The interior of the booth is a small and sparsely decorated space, almost like a confessional booth, Sanchez says. As participants record their clips, they’re watching themselves on the screen in real time. Something about the intimacy of being alone, looking into a virtual mirror, almost makes it feel like you’re talking to yourself and tends to bring out some deeply introspective answers, Ricks explains.
From Galway, the team made it their goal to cross the world in search of different perspectives. Since their initial tour of Ireland, they’ve brought The Truth Booth to Australia, Afghanistan, South Africa and more than 30 cities across the United States. Most recently, they loosely followed the routes of migrants making their way toward the U.S. in a tour that began in southern Mexico, journeyed up through the border in El Paso and ended in Los Angeles.
Though there are trends that show up in “truths” collected at specific places or moments—many participants in Mexico spoke on the realities of the immigration crisis, for example, and during the U.S. election in 2016 lots of videos had a political spin—Sanchez says he’s also been interested to discover links between truths that are distant in space and time.
“There’s a ‘eureka’ moment when I see a truth that was taken in Australia, and a truth that was maybe taken in Alabama, and they mirror each other, or they contradict each other, but there’s certainly dialogue between these truths of two people who may never ever meet,” Sanchez says. “So there’s a kind of magic to the truth.”
Even when the tours are planned out to tell a specific story, like the migratory journey through Mexico, Ricks says he likes to leave some room for impromptu stops. Luckily, the booth was designed to be portable; although it takes a little elbow grease to break it down, the entire setup can be compressed into a manageable bundle. (Sanchez likes to refer to the process—which consists of “deflating the truth,” folding it like a burrito and then rolling it up like a sleeping bag—as the “closing ceremony” for each site.)
And just a little bit of distance can transform the way people interpret and react to the booth: Sanchez recalls how the project became a political “raised fist” at one spot right on the U.S.-Mexico border as patrol agents constantly drove past the site, while a few miles down the road, when they set up in a baseball diamond in a working-class Mexican community, the focus became all about kids playing and people going about their daily lives.
The team still has a lot of ground to cover for a truly global perspective, Ricks says.
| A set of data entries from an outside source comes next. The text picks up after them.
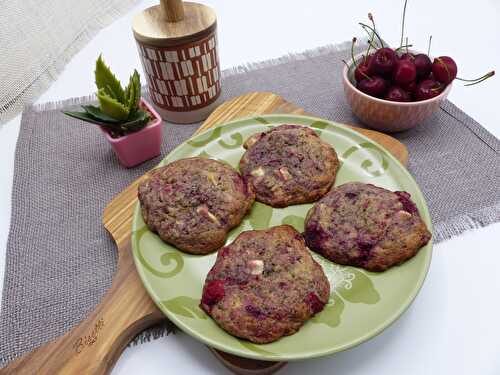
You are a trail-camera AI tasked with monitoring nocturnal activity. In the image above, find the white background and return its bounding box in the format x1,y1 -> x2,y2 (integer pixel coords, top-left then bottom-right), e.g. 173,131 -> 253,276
0,0 -> 500,375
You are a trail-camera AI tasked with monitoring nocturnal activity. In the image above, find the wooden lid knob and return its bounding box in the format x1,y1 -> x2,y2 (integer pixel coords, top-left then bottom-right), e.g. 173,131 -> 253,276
160,0 -> 184,22
132,0 -> 217,46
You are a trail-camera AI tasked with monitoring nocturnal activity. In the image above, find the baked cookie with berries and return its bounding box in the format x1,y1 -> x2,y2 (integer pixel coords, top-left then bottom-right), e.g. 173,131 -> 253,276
138,157 -> 255,254
240,125 -> 339,207
304,182 -> 431,271
200,225 -> 330,343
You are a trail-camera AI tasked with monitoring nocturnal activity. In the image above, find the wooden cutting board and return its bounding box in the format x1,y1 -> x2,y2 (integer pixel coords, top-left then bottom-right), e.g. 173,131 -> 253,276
0,92 -> 408,375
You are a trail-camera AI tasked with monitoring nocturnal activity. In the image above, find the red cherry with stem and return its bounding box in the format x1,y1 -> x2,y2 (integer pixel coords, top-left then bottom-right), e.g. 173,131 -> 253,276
399,52 -> 415,62
415,79 -> 446,101
432,56 -> 457,85
413,53 -> 432,80
401,81 -> 417,93
392,60 -> 417,85
384,86 -> 411,102
370,48 -> 397,77
354,55 -> 372,82
356,77 -> 388,98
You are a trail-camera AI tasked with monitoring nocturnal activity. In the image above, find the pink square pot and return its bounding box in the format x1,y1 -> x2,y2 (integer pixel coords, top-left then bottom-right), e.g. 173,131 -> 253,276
101,98 -> 163,168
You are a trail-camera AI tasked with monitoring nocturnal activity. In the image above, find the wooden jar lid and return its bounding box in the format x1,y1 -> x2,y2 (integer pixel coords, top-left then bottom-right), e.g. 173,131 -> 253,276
132,2 -> 217,46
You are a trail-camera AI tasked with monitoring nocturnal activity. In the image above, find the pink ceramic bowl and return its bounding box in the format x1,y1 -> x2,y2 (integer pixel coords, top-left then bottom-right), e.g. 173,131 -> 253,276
342,51 -> 451,133
101,98 -> 163,168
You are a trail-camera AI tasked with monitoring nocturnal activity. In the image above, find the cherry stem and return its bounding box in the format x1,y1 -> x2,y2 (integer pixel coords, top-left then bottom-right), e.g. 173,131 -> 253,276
436,57 -> 451,82
342,60 -> 372,81
394,44 -> 413,53
362,26 -> 379,49
399,0 -> 408,46
351,38 -> 358,68
363,13 -> 375,61
456,70 -> 495,86
359,22 -> 384,48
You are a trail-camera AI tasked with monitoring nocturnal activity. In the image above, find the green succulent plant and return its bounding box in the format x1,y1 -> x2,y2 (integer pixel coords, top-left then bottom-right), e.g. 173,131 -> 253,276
63,56 -> 151,138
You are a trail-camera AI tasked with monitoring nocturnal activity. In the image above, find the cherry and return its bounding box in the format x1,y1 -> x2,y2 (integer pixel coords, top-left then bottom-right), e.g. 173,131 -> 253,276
384,86 -> 411,102
401,81 -> 417,93
356,77 -> 387,98
201,280 -> 224,306
306,292 -> 325,314
354,55 -> 373,82
370,47 -> 397,77
399,52 -> 415,62
432,56 -> 457,85
392,60 -> 417,85
415,79 -> 445,100
413,53 -> 432,80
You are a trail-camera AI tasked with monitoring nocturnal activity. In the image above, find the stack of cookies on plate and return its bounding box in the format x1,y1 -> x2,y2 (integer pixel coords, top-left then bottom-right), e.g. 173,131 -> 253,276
139,125 -> 431,343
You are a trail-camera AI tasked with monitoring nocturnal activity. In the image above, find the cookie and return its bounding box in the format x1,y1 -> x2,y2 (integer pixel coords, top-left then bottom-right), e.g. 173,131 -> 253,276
200,225 -> 330,343
138,157 -> 255,254
304,182 -> 431,271
240,125 -> 339,207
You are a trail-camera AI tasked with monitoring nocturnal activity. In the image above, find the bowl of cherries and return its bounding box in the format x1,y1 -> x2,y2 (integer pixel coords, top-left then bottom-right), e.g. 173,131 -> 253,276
343,3 -> 495,132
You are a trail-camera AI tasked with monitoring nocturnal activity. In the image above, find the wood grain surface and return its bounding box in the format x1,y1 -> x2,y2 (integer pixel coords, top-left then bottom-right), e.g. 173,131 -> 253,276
132,0 -> 217,47
0,93 -> 408,375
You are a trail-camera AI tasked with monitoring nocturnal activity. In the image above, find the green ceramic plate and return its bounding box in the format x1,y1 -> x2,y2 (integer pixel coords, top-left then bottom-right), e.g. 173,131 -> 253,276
132,115 -> 432,361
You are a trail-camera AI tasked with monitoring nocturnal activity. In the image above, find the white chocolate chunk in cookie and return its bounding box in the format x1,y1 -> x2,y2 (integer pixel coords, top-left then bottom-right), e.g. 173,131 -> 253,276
247,259 -> 264,275
196,205 -> 219,223
250,167 -> 265,177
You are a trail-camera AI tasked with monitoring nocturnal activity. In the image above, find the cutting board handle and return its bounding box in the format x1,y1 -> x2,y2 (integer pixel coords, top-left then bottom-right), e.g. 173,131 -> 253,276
0,242 -> 165,375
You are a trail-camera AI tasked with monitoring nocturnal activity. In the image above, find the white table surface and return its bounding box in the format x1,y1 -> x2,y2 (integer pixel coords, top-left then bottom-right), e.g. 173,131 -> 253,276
0,0 -> 500,375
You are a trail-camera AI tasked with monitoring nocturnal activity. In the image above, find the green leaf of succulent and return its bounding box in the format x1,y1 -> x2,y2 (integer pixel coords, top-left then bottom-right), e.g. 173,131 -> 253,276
82,105 -> 120,124
62,111 -> 105,125
125,69 -> 141,113
95,55 -> 126,104
97,89 -> 129,121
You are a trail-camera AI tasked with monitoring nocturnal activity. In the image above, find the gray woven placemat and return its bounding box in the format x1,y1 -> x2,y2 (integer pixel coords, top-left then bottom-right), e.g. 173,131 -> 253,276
0,41 -> 500,366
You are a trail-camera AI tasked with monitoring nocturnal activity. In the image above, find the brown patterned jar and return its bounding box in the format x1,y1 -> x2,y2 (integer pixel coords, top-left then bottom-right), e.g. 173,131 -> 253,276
133,1 -> 221,123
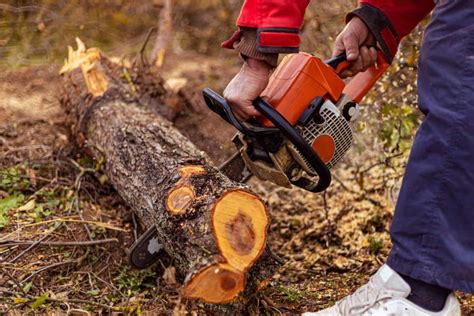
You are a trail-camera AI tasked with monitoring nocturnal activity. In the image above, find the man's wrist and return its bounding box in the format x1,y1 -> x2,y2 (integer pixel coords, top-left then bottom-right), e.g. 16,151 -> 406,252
244,56 -> 273,72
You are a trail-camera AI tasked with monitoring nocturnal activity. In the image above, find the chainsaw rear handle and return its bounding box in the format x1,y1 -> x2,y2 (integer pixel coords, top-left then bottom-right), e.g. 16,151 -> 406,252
325,50 -> 390,103
253,97 -> 331,192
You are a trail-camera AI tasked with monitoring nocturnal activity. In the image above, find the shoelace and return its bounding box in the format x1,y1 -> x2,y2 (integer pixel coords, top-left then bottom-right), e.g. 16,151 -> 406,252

They’re heading back to Australia in the fall and later have plans to visit St. Louis, with a potential stop in Ferguson, Missouri, five years after protests erupted there over the fatal police shooting of Michael Brown.
While he set out expecting more of the truths to involve people’s takes on current events, Ricks says he’s been surprised by the wide range of responses. He says he hopes the booth provides a space that can empower people in speaking their own truths, whatever they may be.
“So many people often ask, you know, ‘I don’t have anything good to say, what’s a good truth?’ A good truth is an original one,” Ricks says. “You can tell when people are being truthful, no matter what language they’re speaking. You can see it in their eyes.”